Classic 200 Conversion Efficiency

Started by rwsaustin, July 09, 2020, 05:17:49 PM

Previous topic - Next topic

rwsaustin

Thanks Vic. I'm just guessing about the 120F module temperature. I need to measure it in full sun. I have an upstairs window in a dormer above the PV array, so I should be able to make the measurement without a ladder. Most summers, we get quite a few days over 100F, but it seldom reaches 105.

I think I'm satisfied that everything is performing about as well as can be expected. I have a spare PV module and room for it on my roof, so I may consider reconfiguring to 7 strings of 3 at some point in the future.

Robert





Vic

That temp value is just the Ambient temp of the air.

The NOCT rating is a fairly good value for cell temp,   just add for  your air temp at the temp  co of your PVs,  and  a bit  for possible 1 kW/sq meter,  vs 800 W.

Later,  thanks,  Vic
Off Grid - Sys 1: 2ea SW+ 5548, Surrette 4KS25 1280 AH, 5.25 KW PV, Classic 150,WB, Beta Barcelona, Beta KID
Sys 2: SW+ 5548s, 4KS25s, 5.88 KW PV, 2 ea. Classic 150, WB, HB CC-needs remote Monitoring/Control, site=remote.
 MN Bkrs/Bxs/Combiners. Thanks MN for Great Products/Svc/Support&This Forum!!

boB

Quote from: rwsaustin on July 11, 2020, 04:35:03 PM

So boB, your suggesting is to add a WB Jr. and measure the PV current with circuitry external to the Classic? I'll search the forum for this. Was your suggestion to try Hydro mode to stabilize the voltage or to find a better MPPT than the one the Classic found? By my panel specs, MPPT voltage should be about 150, by my Classic is pulling at 116V.

Robert

I thought you might already have a WB Jr. there.  Hydro mode just so the PV voltage stays constant.   But even doing things this way does not guarantee that voltages and currents are going to stay still even long enough to take a good measurement because clouds move.  Better if there are NO clouds at that time.  Also, your battery will want to be NOT charged so it can take the current...  That or have a steady current draw on the battery line.

Even when everything is stable, I use a camera to take pictures of the meters and measurements because if you write a voltage and current down, the others will change while you're writing.   That's what happens to me anyway.

K7IQ 🌛  He/She/Me

bee88man

Robert, you aregetting some great help here on this board, we all are so lucky!!
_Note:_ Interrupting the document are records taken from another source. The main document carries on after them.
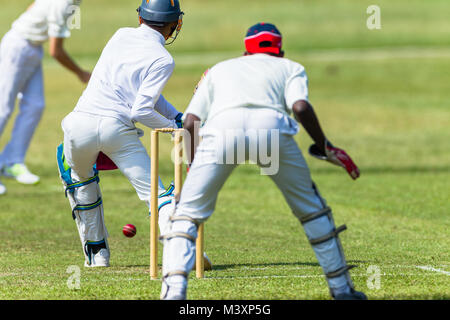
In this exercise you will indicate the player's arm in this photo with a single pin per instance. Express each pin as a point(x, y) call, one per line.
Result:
point(165, 108)
point(149, 93)
point(322, 149)
point(58, 52)
point(196, 113)
point(191, 125)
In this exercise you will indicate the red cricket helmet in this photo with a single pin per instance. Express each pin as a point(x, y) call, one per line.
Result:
point(263, 38)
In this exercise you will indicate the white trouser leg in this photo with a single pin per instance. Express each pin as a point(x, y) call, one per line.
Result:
point(294, 181)
point(31, 108)
point(20, 71)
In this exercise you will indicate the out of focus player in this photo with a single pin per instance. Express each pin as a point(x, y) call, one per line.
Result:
point(21, 75)
point(245, 104)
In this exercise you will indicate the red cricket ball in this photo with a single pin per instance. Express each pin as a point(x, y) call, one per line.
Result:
point(129, 230)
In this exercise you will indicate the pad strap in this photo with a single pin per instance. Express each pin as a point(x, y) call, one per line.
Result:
point(84, 207)
point(339, 272)
point(176, 273)
point(332, 234)
point(184, 218)
point(73, 186)
point(315, 215)
point(177, 235)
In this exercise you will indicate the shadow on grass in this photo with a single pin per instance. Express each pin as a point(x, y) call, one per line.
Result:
point(388, 170)
point(278, 264)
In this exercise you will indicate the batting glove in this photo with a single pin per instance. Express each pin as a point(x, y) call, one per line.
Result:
point(179, 121)
point(337, 157)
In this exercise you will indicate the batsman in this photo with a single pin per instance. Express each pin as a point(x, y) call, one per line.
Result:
point(250, 99)
point(101, 133)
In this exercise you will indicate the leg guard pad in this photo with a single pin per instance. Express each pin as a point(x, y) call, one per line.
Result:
point(179, 247)
point(87, 208)
point(323, 236)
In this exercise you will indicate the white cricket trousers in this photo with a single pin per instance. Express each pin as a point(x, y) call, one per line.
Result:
point(85, 135)
point(206, 177)
point(20, 72)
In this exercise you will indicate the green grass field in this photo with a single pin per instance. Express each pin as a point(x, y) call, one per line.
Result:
point(382, 95)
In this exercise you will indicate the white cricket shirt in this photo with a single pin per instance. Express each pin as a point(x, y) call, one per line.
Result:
point(128, 80)
point(44, 19)
point(253, 81)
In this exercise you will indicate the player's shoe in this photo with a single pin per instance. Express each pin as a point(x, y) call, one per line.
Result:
point(352, 295)
point(207, 264)
point(98, 255)
point(176, 290)
point(2, 189)
point(20, 172)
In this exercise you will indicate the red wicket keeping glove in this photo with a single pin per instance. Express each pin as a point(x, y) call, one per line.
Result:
point(337, 157)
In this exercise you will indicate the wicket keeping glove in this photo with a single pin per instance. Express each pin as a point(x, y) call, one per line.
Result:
point(179, 121)
point(337, 157)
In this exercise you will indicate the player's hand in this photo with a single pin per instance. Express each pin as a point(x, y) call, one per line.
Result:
point(337, 157)
point(179, 121)
point(84, 76)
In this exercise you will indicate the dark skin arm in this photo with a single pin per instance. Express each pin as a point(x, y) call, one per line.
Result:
point(191, 143)
point(58, 52)
point(303, 112)
point(305, 115)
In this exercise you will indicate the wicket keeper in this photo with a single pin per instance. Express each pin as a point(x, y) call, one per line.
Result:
point(250, 99)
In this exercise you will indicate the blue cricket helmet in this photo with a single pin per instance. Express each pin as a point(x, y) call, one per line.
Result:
point(160, 10)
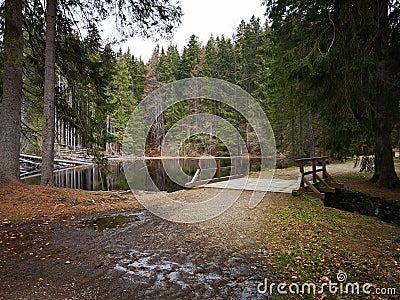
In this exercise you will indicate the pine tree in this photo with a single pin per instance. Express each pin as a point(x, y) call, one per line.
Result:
point(10, 130)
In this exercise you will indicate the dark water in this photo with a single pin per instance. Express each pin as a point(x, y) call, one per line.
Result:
point(95, 178)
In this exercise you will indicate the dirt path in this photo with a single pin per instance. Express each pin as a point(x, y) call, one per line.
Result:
point(143, 257)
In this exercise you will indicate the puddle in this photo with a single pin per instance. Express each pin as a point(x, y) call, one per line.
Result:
point(112, 222)
point(158, 270)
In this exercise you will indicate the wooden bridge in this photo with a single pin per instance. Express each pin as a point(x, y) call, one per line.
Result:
point(308, 182)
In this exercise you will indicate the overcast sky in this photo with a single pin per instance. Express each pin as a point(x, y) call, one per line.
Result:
point(202, 18)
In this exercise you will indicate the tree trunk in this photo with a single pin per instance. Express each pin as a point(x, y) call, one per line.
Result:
point(49, 95)
point(385, 173)
point(10, 127)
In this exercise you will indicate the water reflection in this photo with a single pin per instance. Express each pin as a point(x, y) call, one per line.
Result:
point(95, 178)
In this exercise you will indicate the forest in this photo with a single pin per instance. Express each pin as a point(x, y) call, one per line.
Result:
point(325, 73)
point(80, 219)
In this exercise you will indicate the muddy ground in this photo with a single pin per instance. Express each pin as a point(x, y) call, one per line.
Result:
point(63, 244)
point(133, 254)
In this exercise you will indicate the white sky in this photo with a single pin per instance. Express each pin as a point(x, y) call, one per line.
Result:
point(202, 18)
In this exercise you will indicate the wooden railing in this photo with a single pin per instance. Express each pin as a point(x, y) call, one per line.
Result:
point(318, 185)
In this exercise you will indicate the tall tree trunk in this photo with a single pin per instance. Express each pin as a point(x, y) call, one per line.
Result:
point(10, 127)
point(385, 173)
point(49, 95)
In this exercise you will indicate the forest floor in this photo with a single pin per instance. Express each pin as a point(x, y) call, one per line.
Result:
point(68, 244)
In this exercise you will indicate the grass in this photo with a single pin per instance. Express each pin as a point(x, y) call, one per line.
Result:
point(312, 243)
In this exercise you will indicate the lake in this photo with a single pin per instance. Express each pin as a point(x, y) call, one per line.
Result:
point(95, 178)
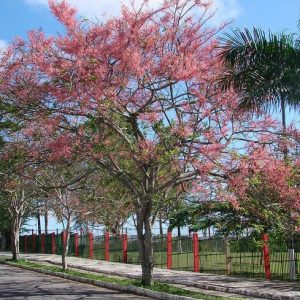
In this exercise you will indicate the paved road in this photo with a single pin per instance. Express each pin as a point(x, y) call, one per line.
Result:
point(254, 288)
point(17, 283)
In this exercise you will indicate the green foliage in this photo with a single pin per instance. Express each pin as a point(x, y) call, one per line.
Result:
point(156, 286)
point(263, 67)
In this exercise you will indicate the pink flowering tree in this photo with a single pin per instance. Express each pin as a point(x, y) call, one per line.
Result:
point(135, 94)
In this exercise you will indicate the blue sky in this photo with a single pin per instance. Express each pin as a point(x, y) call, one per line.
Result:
point(19, 16)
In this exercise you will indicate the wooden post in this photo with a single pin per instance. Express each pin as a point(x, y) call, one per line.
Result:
point(228, 256)
point(107, 246)
point(196, 252)
point(53, 248)
point(125, 247)
point(33, 237)
point(76, 244)
point(169, 250)
point(266, 252)
point(25, 244)
point(43, 241)
point(91, 240)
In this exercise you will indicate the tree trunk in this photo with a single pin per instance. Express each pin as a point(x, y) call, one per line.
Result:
point(65, 246)
point(46, 217)
point(144, 232)
point(39, 223)
point(3, 241)
point(15, 232)
point(283, 119)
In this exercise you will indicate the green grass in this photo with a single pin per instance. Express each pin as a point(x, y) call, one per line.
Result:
point(156, 286)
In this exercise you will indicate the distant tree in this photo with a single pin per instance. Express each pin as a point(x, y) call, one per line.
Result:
point(137, 94)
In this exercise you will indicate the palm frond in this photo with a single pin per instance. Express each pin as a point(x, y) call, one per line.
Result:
point(264, 68)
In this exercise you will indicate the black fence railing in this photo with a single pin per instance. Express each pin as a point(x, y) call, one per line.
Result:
point(243, 257)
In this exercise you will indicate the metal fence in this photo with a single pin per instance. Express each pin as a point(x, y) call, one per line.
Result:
point(243, 257)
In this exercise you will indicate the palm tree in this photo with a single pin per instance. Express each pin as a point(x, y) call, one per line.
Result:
point(264, 68)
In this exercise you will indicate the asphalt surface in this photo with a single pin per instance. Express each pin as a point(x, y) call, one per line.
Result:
point(18, 283)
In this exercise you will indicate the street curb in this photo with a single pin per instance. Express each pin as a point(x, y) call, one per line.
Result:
point(127, 289)
point(244, 292)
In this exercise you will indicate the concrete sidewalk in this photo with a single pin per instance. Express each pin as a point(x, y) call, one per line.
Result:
point(248, 287)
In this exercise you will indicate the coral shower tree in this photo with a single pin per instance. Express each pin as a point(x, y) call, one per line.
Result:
point(137, 95)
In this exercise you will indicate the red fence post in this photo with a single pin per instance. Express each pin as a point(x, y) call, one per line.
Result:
point(169, 250)
point(266, 252)
point(25, 244)
point(43, 243)
point(196, 252)
point(107, 246)
point(76, 244)
point(125, 247)
point(63, 240)
point(91, 239)
point(53, 248)
point(33, 237)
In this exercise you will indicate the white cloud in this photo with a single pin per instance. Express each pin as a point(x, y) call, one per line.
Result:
point(3, 44)
point(225, 9)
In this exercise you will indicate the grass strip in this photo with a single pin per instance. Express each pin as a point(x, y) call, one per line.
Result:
point(156, 286)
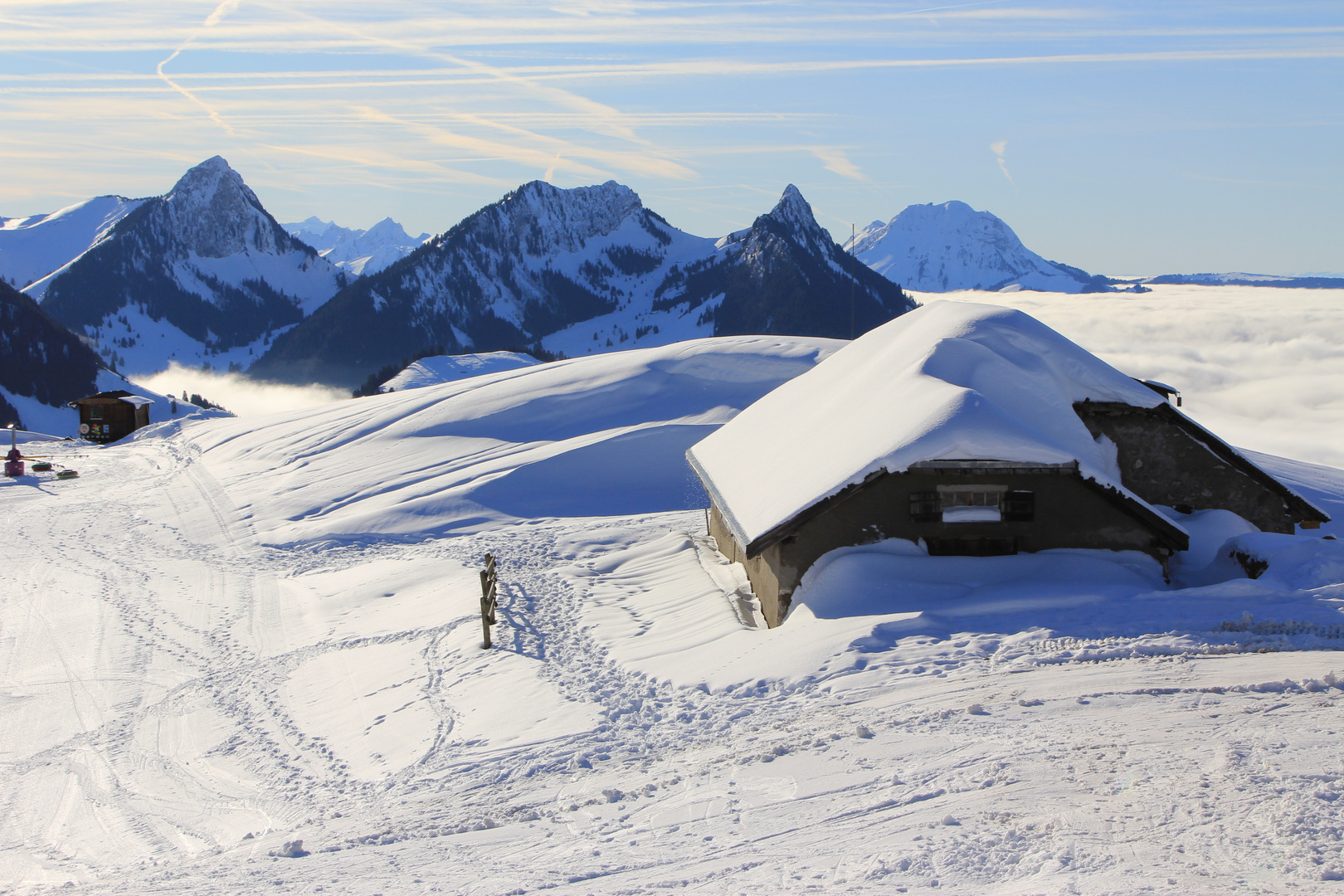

Thinking about your thought to pull cooler air from the house made me want add somethings not said...
When pulling any volume of (cooler )air from house an equal volume does need returned or made-up.
Another thought is you wouldn't want battery off-gases circulated back into and throuhout living space.
You maybe already had all these thoughts, but anyways others reading may gain so insights by reading along.

And one more thought...you see correctly having that huge "heat-sink" in that concrete floor...keep in mind that hotest air lies up at ceiling...
to maximize heat-sink you might need to not let it happen passivlly.

Best of luck!!

boB


One instrument that the industry uses to measure efficiency is something like this...

https://tmi.yokogawa.com/us/solutions/products/power-analyzers/digital-power-meter-wt300e/

You would need two of them.  They are only around $2,000 or so each.   It just isn't easy or cheap to measure efficiency accurately.

K7IQ 🌛  He/She/Me

australsolarier

my power room is fully air conditioned. if the lifepo4 batteries last just 10% longer, the capital expenditure has paid back in full. besides all the electronics is kept cool, 20C. the power room is also fully insulated, has concrete floor and brick walls on the two long sides.
a cold concrete floor does not cool a room. the cold simply keeps low. (maybe circulating the air with a fan might help a little bit)
and consider, your electricity consumption will go up and more charge controllers and more panels, more inverter conversion which only adds to heat. i estimate the electronics in my shed probably heats the power room at least 4kwh an average day.
the aircon also keeps the air dry. keeps out snakes and other vermin. it is more pleasant to work inside. the steady temperature make comparisons more reliable.

keeping the room at 20C also prolongs the lives of all them expensive electronic devises with all the caps in them. caps like a battery degrade much faster in hot temperatures. lithium batteries in particular do not like hot temps. it will certainly shorten their life.

i also have a computer fan underneath each inverter and charge controller. it will keep the devices that much cooler again and changing the fans in a midnite is a major operation. so the internal fans are only turn on as back up on extreme peak power situations.